My Mother, nee Irene Harkins, was born January 31, 1916 in Fannin County, Georgia, but not in the Cohutta Wilderness. She went regularly to real schools. She rode in automobiles.
Her father was one of three Mississippi brothers who in the 1920's prospered in the timber brokage business. Her mother, Lura, a corpulent, sedentary woman who daily occupied a platform rocker in our house, and who in her seventies bore an uncanny resemblance to Benjamin Franklin right down to the wire rimmed glasses, even then would assure her eight-year-old grandson that her ancestors were the Tennessee Halls,presumably to differentiate them from any lowlife Georgia halls of my acquaintance.

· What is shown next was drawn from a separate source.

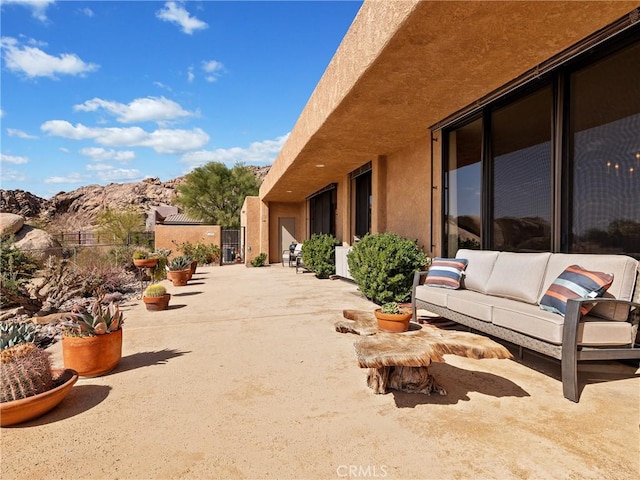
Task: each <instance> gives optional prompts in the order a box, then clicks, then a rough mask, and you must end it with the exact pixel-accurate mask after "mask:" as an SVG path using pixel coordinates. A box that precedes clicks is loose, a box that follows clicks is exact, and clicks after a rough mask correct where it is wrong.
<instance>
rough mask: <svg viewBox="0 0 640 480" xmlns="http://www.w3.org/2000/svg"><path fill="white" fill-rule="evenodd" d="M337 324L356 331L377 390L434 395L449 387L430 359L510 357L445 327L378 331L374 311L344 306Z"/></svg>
mask: <svg viewBox="0 0 640 480" xmlns="http://www.w3.org/2000/svg"><path fill="white" fill-rule="evenodd" d="M343 317H344V319H346V320H344V319H341V320H339V321H337V322H336V323H335V328H336V331H338V332H340V333H356V334H358V335H361V336H362V338H360V339H359V340H357V341H356V342H355V343H354V348H355V353H356V358H357V361H358V365H359V366H360V368H368V369H369V371H368V374H367V385H368V386H369V387H370V388H371V389H372V390H373V391H374V393H378V394H382V393H387V392H388V391H389V389H394V390H402V391H405V392H409V393H424V394H427V395H430V394H431V393H433V392H436V393H438V394H440V395H446V394H447V391H446V390H445V389H444V387H442V386H441V385H439V384H438V382H437V381H436V380H435V378H434V377H433V376H432V375H431V374H430V373H429V368H428V367H429V365H431V363H432V362H444V355H447V354H450V355H458V356H461V357H469V358H475V359H481V358H512V355H511V353H510V352H509V350H507V349H506V348H505V347H504V346H502V345H500V344H499V343H497V342H494V341H493V340H491V339H489V338H487V337H483V336H481V335H476V334H474V333H468V332H460V331H457V330H442V329H439V328H435V327H427V326H425V327H421V326H419V325H416V324H411V326H410V328H409V331H407V332H403V333H385V332H381V331H379V330H378V328H377V326H376V320H375V317H374V316H373V313H371V312H365V311H360V310H345V311H344V312H343Z"/></svg>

When the stock market crashed,the Harkins brothers lost everything. My grandfather, whose death precedes my memory, went to Charles Kiker, the timber baron of Fannin County, and asked him for a job. Mr. Kiker, who forty years later would donate a large farm to my father's church, reportedly told my grandfather that there was no business anymore in which he could employ Mr. Harkins, and the best thing Mr. Harkins could do would be to move his family to some land Mr. Harkins owned on Upper Jacks River, live off the land as best they could and try to wait this thing (which was not yet called The Great Depression) out.
At any rate that is what the Harkins did, but for that first year they sent thirteen-year-old Irene to live with Mississippi relatives so she could go to school. I suppose she came back to Georgia because she missed her family or maybe it was a matter of finances, but when the school year ended so did her formal schooling at the tenth grade.
It must have been a strong dose of culture shock for my mother, a child of relative affluence, to find herself living on Upper jack's River without plumbing,automobiles or domestic help in a land where, to hear her bitterly recount it to her young son thirty years later, the women did all the work while the men went around barefoot drinking corn liquor, smoking homegrown tobacco and trading tales. Adding insult to injury was the fact that my mother, who to her dying day considered Yankees to be culturally inferior and who was certain that General Sherman and Abraham Lincoln were incarnations of Satan, was asked to live among people who voted Republican and whose forbearers had not only remained loyal to the Union, but some,like my Great-Great Grandaddy Stepp, had fought on the blue side.(There's a reason the county next to Fanin is named Union.)
The next summer she would at the age of fifteen marry Wallace Millsaps, a young man in his early twenties already respected at church for his preaching. He, like many men of his time and place, was missing part of a finger from sawmill work, but he was witty, tall and handsome, he didn't drink and he wore shoes.